Reputation: 1
everyone
I am desperately trying to convert 29.677 .txt files into one single .csv file with one column for the file names and one column for the text in the files. But when running the code on a sample size of 10 .txt files, I get the following error message:
Error in data.frame(filename = basename(myfiles), fulltext = mytxts1lines) : arguments imply differing number of rows: 10, 150194
Any help would be greatly appreciated as I'm going insane...

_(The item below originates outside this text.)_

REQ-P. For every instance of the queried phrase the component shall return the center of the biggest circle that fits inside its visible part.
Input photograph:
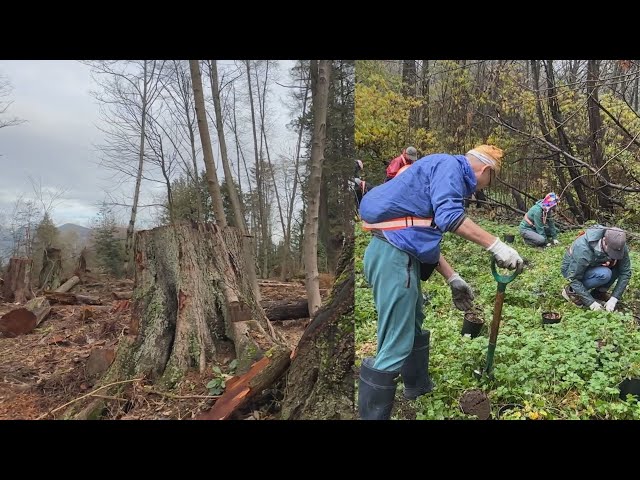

I tried to run the following function to make it happen: `
txt2csv <- function(my_dir, mycsvfilename) {
starting_dir <- getwd()
myfiles <- list.files(mydir, full.names = TRUE, pattern = "*.txt")
mytxts <- lapply(myfiles, readLines)
mytxts1lines <- unlist(mytxts)
mytxtsdf <- data.frame(filename = basename(myfiles),
fulltext = mytxts1lines)
setwd(mydir)
write.table(mytxtsdf, file = paste0(mycsvfilename, ".csv"), sep = ",", row.names = FALSE, col.names = FALSE, quote = FALSE)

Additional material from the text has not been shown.